Clifford Boundary Conditions for Periodic Systems: the Madelung Constant of Cubic Crystals in 1, 2 and 3 Dimensions

TL;DR

This paper presents a robust, efficient real-space method using Clifford torus topology to accurately compute Madelung constants in periodic cubic crystal systems across 1, 2, and 3 dimensions, with low computational cost.

Contribution

The authors introduce a novel real-space approach employing Clifford boundary conditions that improves accuracy and efficiency in calculating Madelung constants for periodic systems.

Findings

Method achieves high accuracy with low computational effort.

Convergence to reference values is consistent across supercell shapes.
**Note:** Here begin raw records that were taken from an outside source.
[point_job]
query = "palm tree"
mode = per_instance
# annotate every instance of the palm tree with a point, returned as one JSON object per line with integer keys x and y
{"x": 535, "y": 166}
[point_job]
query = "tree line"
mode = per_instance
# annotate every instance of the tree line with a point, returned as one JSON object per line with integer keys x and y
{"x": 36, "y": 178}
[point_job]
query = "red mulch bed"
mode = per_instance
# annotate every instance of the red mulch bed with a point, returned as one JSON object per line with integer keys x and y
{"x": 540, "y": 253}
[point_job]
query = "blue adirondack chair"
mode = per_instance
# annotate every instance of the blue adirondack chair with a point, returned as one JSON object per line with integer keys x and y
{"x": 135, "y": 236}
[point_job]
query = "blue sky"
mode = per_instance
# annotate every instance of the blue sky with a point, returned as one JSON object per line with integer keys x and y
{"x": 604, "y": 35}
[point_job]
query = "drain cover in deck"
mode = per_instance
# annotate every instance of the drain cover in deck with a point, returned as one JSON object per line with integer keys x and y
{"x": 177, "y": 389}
Scales linearly with the number of atoms, enabling quick calculations.

Abstract

In this work we demonstrate the robustness of a real-space approach for the treatment of infinite systems described with periodic boundary conditions that we have recently proposed [J. Phys. Chem. Lett. 17, 7090]. In our approach we extract a fragment, i.e., a supercell, out of the infinite system, and then modifying its topology into the that of a Clifford torus which is a flat, finite and border-less manifold. We then renormalize the distance between two points by defining it as the Euclidean distance in the embedding space of the Clifford torus. With our method we have been able to calculate the reference results available in the literature with a remarkable accuracy, and at a very low computational effort. In this work we show that our approach is robust with respect to the shape of the supercell. In particular, we show that the Madelung constants converge to the same values but that the convergence properties are different. Our approach scales linearly with the number of atoms. The calculation of Madelung constants only takes a few seconds on a laptop computer for a relative precision of about 10$^{-6}$.